Gentoo Forums
Gentoo Forums
Gentoo Forums
Quick Search: in
source archives cleanup for distfiles - yes, another one
View unanswered posts
View posts from last 24 hours

 
Reply to topic    Gentoo Forums Forum Index Documentation, Tips & Tricks
View previous topic :: View next topic  
Author Message
bunsen
Tux's lil' helper
Tux's lil' helper


Joined: 10 Aug 2003
Posts: 105

PostPosted: Thu Nov 24, 2005 8:30 am    Post subject: source archives cleanup for distfiles - yes, another one Reply with quote

This is my concoction for cleaning up source archives from /usr/portage/distfiles. Since writing it I've discovered there's a lot of dialogue in the forum and several scripts with similar purposes. What I've noticed is that support of LAN situations such as my own are not as well catered for, so I'm offering my method and notes. I don't expect it to suit everyone, nor go into a lengthy dialogue about it. Hopefully it will be good for some of you.

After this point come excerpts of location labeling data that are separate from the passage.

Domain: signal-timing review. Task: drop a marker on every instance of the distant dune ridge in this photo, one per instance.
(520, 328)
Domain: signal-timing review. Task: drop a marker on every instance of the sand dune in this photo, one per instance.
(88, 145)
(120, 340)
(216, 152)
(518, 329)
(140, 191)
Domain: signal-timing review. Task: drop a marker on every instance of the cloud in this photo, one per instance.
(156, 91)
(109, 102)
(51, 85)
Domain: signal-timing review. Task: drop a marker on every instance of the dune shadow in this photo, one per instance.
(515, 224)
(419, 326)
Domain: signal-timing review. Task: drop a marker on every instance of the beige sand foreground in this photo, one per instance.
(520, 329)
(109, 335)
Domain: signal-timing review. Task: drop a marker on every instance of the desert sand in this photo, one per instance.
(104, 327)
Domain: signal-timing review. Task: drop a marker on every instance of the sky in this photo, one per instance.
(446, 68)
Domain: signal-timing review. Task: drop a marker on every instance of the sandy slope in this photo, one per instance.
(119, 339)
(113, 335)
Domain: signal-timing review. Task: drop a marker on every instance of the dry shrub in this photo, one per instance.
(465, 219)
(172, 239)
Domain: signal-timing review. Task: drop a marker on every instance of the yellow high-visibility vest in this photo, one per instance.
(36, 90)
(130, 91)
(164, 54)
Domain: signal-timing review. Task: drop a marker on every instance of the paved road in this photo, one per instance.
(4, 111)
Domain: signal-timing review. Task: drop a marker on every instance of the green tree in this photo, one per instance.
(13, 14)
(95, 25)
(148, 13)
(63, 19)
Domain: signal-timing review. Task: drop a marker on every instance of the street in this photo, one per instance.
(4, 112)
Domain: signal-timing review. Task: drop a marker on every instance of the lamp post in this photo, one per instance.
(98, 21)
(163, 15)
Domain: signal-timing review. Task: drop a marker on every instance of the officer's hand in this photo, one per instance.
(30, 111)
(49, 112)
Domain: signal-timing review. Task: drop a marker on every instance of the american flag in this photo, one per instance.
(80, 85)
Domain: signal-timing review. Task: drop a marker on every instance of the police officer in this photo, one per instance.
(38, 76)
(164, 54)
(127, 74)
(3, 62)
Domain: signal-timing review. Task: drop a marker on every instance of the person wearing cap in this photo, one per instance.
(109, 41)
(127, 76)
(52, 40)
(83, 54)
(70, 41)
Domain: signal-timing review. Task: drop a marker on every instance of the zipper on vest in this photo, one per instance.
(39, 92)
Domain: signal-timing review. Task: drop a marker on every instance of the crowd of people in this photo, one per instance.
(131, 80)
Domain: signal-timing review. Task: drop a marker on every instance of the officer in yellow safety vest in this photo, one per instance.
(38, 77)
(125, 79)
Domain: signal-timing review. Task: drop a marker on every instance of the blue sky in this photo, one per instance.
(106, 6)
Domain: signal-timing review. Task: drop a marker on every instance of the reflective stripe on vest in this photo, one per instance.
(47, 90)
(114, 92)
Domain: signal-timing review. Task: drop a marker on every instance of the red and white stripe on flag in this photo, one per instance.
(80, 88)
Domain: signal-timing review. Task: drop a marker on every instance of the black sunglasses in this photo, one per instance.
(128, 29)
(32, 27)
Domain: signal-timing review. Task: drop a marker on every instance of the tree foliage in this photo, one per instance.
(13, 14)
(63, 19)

On my LAN there are several nodes running gentoo and they all use a common /usr/portage tree through NFS running on one of the nodes. That conserves my disc space and external network traffic. From my desktop computer I use ssh to get interactive shells on the others.

In cleaning out distfiles I have one objective: delete only the source archives that are not required by any currently installed package on any of the gentoo nodes. I leave CVS sources alone as I don't really understand what ought to be deleted, probably since I don't generally use them.

All the commands are to be found on a minimal system, so you should already have them: grep, sed, gawk, join, cat, find, sort and emerge.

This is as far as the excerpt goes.